Actin Organization is Essential for Cell Shape

We next questioned how increasing or reducing actin polymerization affects focal adhesion formation, stress fiber formation, and cell shape (Figure 7). As expected, treatment of hMSCs grown on flat surfaces with the microtubule inhibitor parbendazole led to increased actin polymerization with very pronounced stress fibers (Figure 7B), as reported previously (Brum et al., 2015). The compound paclitaxel compromises F-actin polymerization and has the opposite effect: cells have fewer stress fibers and the cell area is reduced 0.7-fold compared to untreated control and 0.35-fold compared to parbendazole treated cells on the flat surface (Figure 7C).
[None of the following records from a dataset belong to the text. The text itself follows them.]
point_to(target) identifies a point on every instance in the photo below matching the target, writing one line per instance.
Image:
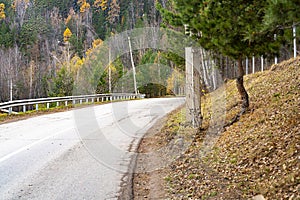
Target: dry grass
(260, 154)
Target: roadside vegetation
(259, 154)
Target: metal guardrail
(33, 104)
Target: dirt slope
(259, 154)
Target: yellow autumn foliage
(101, 4)
(84, 6)
(2, 12)
(67, 34)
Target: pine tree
(231, 28)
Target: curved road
(79, 154)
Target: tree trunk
(240, 86)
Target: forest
(45, 44)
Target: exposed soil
(259, 155)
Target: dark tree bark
(240, 86)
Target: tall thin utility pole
(247, 66)
(276, 58)
(253, 64)
(133, 67)
(295, 43)
(109, 70)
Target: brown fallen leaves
(260, 154)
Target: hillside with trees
(43, 44)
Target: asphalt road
(79, 154)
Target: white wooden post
(253, 64)
(193, 104)
(276, 59)
(133, 67)
(262, 63)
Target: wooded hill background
(44, 44)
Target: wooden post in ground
(193, 102)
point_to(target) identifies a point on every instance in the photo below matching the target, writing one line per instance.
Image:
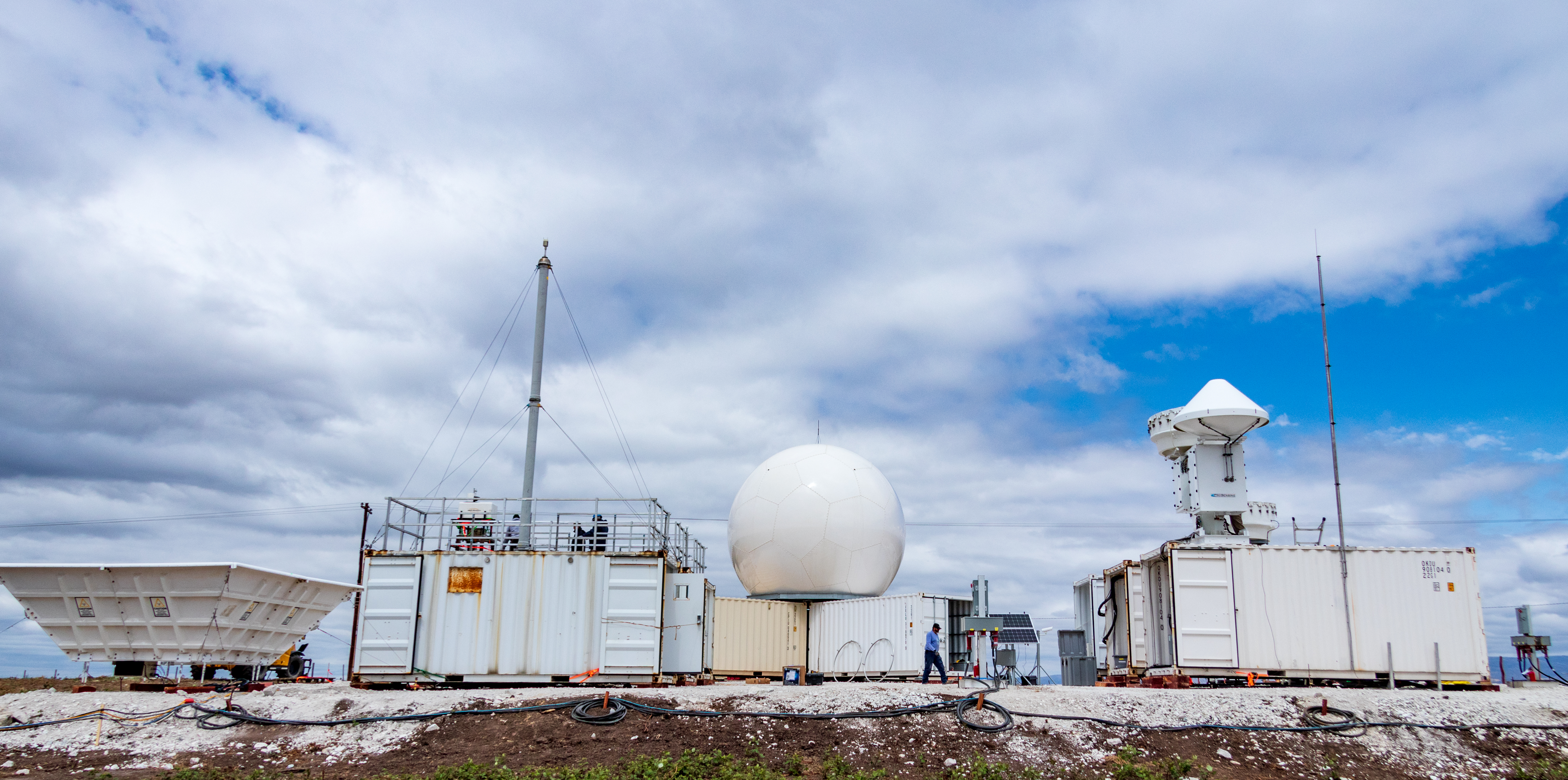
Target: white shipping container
(1235, 608)
(490, 616)
(755, 636)
(171, 613)
(876, 638)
On topography 1018, parbendazole treatment resulted in the intensity in the filamentous actin intensity (Figure 7D). Similar to our observations on the flat surface, paclitaxel treatment of the cells on Topo1018 surface resulted in a 0.14-fold decrease in the cell area compared to parbendazole-treated counterparts and a 0.37-fold decrease compared to untreated controls (Figures 7C,D). Furthermore, paclitaxel treatment in both flat and Topo1018 surfaces resulted in the change of the organization and phenotype of stress fibers. Contrary to parbendazole treatment, which leads to the formation of thick ventral stress fibers, paclitaxel treatment results in the formation of mainly thin dorsal stress fibers and transverse arcs. Finally, we did not notice a change in focal adhesion length upon parbendazole or paclitaxel treatment (Figure 8). These results suggest that manipulation of actin organization can be independent of the maturation of the focal adhesions.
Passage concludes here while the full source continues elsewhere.